Às vésperas de uma das disputas eleitorais mais importantes dos últimos tempos, não é de estranhar que os ânimos estejam acirrados. Exemplo disso foi o entrevero entre manifestantes do MBL e do PSOL na avenida Paulista, em São Paulo, no último domingo de panfletagem.

A Folha noticiou o acontecimento em reportagem intitulada "Militantes do PSOL agridem adolescente do MBL, e PM tenta deter Boulos em SP", que teve seu conteúdo original corrigido em errata, como se vê ao término do relato.

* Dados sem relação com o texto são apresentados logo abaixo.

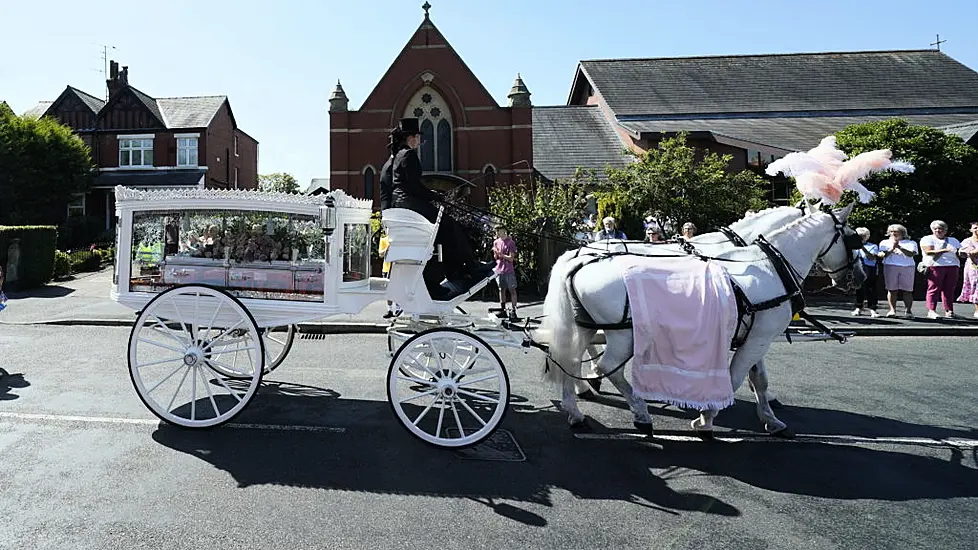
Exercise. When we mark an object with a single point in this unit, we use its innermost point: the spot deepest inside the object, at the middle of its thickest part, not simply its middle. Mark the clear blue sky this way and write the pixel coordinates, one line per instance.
(279, 61)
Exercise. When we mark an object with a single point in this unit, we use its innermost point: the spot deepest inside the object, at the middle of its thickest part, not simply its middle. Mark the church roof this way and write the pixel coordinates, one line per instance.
(808, 82)
(568, 137)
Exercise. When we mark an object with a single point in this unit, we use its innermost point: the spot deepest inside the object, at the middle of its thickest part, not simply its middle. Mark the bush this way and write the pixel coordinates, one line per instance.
(62, 265)
(37, 247)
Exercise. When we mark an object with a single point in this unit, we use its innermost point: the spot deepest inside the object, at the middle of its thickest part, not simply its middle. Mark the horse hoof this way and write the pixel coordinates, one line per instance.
(588, 395)
(645, 428)
(705, 435)
(580, 426)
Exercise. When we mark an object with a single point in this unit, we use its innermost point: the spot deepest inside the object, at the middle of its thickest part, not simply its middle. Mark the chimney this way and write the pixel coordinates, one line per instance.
(117, 80)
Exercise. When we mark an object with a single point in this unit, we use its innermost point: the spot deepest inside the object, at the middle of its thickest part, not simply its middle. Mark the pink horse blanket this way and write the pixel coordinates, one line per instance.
(684, 315)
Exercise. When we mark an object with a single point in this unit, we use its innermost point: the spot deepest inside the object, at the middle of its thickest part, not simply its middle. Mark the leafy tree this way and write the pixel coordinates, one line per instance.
(941, 187)
(673, 186)
(42, 164)
(280, 182)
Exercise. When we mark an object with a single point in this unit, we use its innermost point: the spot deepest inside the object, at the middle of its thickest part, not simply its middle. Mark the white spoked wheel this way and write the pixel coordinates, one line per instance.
(278, 342)
(448, 387)
(195, 356)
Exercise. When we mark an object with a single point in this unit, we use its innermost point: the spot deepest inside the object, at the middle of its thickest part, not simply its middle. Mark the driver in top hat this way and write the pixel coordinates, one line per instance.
(461, 267)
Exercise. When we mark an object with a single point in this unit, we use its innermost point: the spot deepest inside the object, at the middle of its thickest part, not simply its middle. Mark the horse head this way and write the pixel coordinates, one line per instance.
(840, 259)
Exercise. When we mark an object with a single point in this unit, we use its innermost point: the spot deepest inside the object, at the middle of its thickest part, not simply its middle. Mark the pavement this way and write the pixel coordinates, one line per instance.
(84, 301)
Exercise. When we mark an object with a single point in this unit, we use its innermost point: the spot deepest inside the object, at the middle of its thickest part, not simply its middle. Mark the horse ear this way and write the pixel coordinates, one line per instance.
(843, 214)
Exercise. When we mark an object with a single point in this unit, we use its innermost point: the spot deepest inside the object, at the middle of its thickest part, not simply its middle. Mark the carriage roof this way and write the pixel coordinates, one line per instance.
(236, 199)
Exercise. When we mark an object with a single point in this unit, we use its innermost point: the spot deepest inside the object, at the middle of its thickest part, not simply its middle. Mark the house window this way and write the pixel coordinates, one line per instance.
(368, 183)
(490, 176)
(436, 129)
(77, 205)
(135, 152)
(186, 151)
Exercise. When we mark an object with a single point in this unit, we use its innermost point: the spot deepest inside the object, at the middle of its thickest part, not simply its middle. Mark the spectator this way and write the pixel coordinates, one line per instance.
(504, 251)
(940, 255)
(609, 231)
(868, 255)
(897, 254)
(969, 249)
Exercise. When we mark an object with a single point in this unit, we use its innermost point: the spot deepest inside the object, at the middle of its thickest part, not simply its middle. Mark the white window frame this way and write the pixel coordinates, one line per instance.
(189, 144)
(129, 144)
(77, 203)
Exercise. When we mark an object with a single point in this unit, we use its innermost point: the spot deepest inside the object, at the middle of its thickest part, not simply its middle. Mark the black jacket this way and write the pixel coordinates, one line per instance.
(409, 192)
(387, 184)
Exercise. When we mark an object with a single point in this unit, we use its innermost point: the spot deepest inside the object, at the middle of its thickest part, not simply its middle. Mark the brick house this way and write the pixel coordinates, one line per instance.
(467, 136)
(145, 142)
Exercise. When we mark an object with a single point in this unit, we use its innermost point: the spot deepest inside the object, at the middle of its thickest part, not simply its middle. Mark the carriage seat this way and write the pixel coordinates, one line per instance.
(411, 235)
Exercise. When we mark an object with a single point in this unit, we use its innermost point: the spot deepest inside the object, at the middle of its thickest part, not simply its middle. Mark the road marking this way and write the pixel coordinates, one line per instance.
(801, 438)
(149, 422)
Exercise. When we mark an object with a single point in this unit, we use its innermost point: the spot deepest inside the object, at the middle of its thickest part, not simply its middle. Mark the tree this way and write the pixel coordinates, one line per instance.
(280, 182)
(672, 186)
(941, 187)
(42, 165)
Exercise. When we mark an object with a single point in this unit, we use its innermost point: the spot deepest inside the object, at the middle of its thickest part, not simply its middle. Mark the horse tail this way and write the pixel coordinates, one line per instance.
(557, 329)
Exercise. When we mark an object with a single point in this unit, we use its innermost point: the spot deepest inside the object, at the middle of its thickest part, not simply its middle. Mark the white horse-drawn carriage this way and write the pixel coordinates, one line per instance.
(221, 278)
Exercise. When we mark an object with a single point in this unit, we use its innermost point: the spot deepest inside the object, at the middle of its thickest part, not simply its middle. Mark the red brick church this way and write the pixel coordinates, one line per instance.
(731, 104)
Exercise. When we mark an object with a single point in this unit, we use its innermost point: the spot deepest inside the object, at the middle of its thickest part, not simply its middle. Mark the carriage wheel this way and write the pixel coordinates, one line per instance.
(463, 395)
(278, 341)
(183, 350)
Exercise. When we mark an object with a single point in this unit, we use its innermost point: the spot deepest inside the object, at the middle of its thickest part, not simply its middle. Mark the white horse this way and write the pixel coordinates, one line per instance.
(817, 237)
(748, 229)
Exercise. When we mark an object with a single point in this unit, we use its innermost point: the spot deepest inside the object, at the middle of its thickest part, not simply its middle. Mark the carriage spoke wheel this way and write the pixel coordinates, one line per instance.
(189, 351)
(278, 342)
(448, 387)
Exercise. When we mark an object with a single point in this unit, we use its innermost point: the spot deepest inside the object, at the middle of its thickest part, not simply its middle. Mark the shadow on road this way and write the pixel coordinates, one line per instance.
(10, 382)
(376, 455)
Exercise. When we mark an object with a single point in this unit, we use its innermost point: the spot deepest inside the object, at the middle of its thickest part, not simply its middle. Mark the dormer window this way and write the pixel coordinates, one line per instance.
(187, 151)
(136, 151)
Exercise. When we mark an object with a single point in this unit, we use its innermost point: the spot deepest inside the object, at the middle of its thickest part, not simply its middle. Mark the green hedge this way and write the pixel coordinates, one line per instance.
(37, 245)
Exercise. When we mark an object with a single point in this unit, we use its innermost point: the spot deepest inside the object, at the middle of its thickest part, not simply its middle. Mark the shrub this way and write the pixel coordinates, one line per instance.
(37, 247)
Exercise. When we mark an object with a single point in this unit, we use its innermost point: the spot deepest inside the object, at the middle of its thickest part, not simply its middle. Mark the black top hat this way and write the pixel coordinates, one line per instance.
(409, 126)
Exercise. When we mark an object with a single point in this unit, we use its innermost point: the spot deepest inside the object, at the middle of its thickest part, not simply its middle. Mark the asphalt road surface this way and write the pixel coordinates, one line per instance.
(885, 458)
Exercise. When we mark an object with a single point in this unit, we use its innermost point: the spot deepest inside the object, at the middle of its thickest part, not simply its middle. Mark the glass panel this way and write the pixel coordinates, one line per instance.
(427, 146)
(265, 255)
(356, 252)
(444, 146)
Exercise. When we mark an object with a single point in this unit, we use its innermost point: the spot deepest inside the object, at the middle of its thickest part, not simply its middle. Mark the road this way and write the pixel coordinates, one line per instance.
(887, 458)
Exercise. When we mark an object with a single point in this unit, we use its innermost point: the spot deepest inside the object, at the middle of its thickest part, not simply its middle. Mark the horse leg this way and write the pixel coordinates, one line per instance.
(617, 352)
(758, 381)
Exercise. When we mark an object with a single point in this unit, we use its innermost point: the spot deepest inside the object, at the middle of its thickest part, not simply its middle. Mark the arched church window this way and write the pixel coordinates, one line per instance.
(444, 146)
(436, 151)
(490, 176)
(427, 146)
(368, 183)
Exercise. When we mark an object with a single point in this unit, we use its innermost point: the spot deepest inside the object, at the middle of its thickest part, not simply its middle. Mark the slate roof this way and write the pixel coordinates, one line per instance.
(786, 133)
(149, 178)
(38, 110)
(189, 112)
(568, 137)
(965, 130)
(783, 82)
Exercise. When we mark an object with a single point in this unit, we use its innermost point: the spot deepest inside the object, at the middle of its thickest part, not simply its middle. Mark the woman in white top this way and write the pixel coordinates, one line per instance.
(941, 256)
(897, 254)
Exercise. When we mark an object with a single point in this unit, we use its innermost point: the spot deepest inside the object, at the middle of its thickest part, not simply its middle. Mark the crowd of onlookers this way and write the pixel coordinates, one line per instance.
(940, 263)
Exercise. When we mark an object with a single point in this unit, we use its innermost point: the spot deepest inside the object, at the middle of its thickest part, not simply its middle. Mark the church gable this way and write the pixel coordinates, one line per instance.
(428, 60)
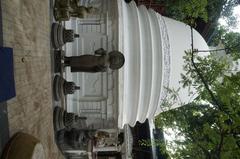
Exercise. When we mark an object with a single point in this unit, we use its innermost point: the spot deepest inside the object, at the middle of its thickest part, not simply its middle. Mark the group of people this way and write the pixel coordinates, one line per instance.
(99, 62)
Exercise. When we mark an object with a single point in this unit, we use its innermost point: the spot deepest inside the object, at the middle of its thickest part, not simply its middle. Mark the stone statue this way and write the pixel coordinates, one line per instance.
(99, 62)
(64, 9)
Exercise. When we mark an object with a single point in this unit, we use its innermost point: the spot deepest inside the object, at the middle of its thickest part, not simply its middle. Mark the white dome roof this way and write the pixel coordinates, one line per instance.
(153, 47)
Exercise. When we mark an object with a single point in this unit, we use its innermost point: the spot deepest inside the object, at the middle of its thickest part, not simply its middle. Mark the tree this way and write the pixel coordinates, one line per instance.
(210, 124)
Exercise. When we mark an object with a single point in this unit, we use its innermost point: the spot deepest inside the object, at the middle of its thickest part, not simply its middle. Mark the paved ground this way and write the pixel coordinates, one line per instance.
(26, 28)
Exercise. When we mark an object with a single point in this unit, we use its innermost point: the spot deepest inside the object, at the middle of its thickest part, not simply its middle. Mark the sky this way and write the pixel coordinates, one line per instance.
(236, 12)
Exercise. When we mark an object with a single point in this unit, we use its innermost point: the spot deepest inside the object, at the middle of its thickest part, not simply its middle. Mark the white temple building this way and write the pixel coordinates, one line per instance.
(153, 46)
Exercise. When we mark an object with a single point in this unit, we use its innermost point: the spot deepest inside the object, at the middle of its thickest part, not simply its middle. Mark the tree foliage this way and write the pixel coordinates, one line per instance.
(211, 124)
(207, 10)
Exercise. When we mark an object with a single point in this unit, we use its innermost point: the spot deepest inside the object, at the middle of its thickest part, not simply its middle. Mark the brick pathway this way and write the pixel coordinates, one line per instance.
(26, 28)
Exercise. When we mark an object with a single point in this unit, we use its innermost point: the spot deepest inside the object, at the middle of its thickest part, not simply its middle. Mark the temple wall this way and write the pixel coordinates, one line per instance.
(97, 97)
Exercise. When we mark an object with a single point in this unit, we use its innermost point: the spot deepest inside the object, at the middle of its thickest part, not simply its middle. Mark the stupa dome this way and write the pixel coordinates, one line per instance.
(153, 47)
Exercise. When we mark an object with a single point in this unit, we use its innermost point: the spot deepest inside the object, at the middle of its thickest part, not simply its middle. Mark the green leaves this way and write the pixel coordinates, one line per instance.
(210, 129)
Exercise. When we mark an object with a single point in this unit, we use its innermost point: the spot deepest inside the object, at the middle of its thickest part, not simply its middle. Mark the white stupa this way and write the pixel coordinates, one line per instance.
(154, 47)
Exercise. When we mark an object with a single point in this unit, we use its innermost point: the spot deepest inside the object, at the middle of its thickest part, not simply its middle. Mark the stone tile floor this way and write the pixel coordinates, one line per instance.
(26, 29)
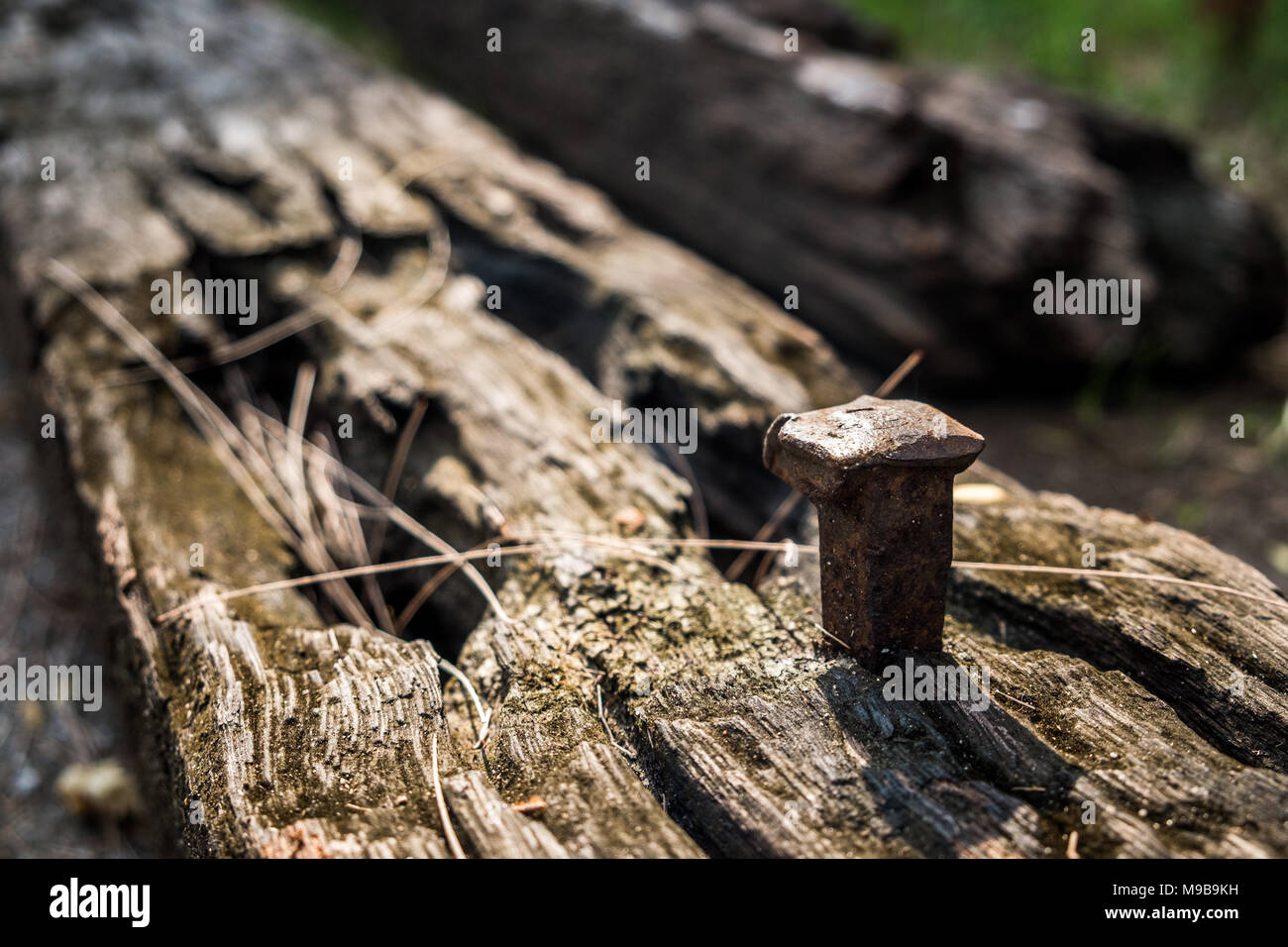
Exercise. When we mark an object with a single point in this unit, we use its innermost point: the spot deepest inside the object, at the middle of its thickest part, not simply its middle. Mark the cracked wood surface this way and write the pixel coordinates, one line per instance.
(656, 709)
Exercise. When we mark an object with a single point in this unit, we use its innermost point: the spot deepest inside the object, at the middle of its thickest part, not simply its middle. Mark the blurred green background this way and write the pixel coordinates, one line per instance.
(1212, 71)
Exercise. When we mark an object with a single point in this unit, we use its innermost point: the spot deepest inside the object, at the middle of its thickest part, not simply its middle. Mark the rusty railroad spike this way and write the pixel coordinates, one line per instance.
(880, 474)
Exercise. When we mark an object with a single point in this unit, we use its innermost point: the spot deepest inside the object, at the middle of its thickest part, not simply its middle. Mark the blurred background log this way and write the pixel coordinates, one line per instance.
(655, 707)
(814, 169)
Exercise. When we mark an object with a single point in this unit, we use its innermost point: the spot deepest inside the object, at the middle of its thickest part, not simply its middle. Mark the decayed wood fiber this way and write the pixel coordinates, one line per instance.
(653, 707)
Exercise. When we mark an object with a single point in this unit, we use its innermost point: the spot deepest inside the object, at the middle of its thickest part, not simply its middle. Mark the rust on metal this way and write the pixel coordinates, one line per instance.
(880, 474)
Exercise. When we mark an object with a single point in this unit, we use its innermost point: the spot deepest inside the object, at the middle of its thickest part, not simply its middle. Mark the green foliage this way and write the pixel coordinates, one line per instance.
(1179, 62)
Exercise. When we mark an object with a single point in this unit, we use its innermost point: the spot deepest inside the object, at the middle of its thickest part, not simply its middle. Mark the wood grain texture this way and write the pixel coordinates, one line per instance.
(655, 707)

Ainda que o título tenha soado tendencioso para uma parte dos leitores, a correção ateve-se ao uso, na legenda de uma foto, de certo adjetivo atribuído aos policiais militares.

O termo, segundo nos informa a errata, por erro de edição, foi transposto da legenda de foto original, enviada pela assessoria do PSOL, que tratou os policiais que tentaram deter Guilherme Boulos como "PMs bolsonaristas". O uso do adjetivo, no caso, induziria o leitor a pensar que os PMs, que, no exercício de sua atividade, queriam levar Boulos preso –para o gáudio dos emebelistas de celular em punho–, tivessem alguma simpatia partidária pelo atual ocupante do Planalto, candidato à reeleição. Acerca do ocorrido o leitor tirará as próprias conclusões; por aqui, vamos tratar desse neologismo polêmico que ainda permanece fora do âmbito dos dicionários.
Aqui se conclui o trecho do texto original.